Any composers, especially ones for piano, ever achieve this? I feel that's what I'm doing in my own music (for the most part) which has been shared in the today's composers section.


----------



## Captainnumber36 (Jan 19, 2017)

Captain's Piano Works


----------



## Mandryka (Feb 22, 2013)

How about Schumann’s Album for the Young? (Recently championed by one of my favourite piano players - Tobias Koch)


----------



## Allegro Con Brio (Jan 3, 2020)

Schubert is the very first thing that popped into my head from the thread title


----------



## Phil loves classical (Feb 8, 2017)

Here is an example of a Baroque composer with Classical simpilicity and Romantic depth.

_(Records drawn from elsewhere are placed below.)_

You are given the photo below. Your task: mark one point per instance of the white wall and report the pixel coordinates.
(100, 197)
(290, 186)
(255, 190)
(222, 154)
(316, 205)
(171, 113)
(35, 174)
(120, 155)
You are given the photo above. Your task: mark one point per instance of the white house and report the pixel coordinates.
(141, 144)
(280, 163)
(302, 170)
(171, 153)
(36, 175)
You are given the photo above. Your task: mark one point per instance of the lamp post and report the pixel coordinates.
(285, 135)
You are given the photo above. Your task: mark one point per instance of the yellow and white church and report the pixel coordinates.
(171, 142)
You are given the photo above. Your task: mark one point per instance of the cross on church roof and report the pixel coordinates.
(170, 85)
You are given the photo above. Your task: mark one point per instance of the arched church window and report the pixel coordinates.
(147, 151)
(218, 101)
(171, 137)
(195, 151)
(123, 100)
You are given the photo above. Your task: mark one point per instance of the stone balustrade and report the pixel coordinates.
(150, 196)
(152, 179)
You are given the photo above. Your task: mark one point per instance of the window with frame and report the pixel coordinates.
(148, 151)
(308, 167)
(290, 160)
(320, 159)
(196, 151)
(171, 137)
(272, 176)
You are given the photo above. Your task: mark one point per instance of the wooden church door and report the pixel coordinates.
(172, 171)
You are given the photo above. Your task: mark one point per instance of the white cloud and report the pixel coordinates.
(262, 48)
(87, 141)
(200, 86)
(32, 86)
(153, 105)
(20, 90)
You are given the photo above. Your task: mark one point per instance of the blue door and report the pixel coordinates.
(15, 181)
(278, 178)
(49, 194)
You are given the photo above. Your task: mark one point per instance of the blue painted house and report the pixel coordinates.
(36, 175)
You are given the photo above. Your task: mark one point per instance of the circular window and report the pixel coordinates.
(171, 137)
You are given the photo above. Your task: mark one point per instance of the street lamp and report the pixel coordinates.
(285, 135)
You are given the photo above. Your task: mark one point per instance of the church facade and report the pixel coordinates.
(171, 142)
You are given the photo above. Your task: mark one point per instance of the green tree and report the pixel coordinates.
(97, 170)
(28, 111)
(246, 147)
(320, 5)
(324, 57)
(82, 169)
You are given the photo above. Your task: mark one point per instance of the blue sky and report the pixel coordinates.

I believe Mozart used part of the theme in a 3rd movement of a piano concerto (can't recall which one, but sounds very similar).


----------



## RICK RIEKERT (Oct 9, 2017)

The later sonatas of Dussek and Clementi (c. 1800) are Classical works of early Romantic depth of expression. Dussek's "Les Adieux" sonata, composed 10 years before Beethoven's, is a good example.


----------



## Captainnumber36 (Jan 19, 2017)

Allegro Con Brio said:


> Schubert is the very first thing that popped into my head from the thread title


He seems to come closest in my expectations so far in the thread. It's really an unexplored territory for the most part.


----------



## KevinW (Nov 21, 2021)

I am not that familiar with piano, but you might check up this composer, Alexis Chauvet. I think he is in between Classical and Romantic. Although his music isn't that "deep", considering that he is only 25, but I think his music does have the Romantic complexity.

https://www.youtube.com/c/AlexisChauvet/videos


----------



## hammeredklavier (Feb 18, 2018)

Of course, "Beethoven" is the answer you're waiting for.


----------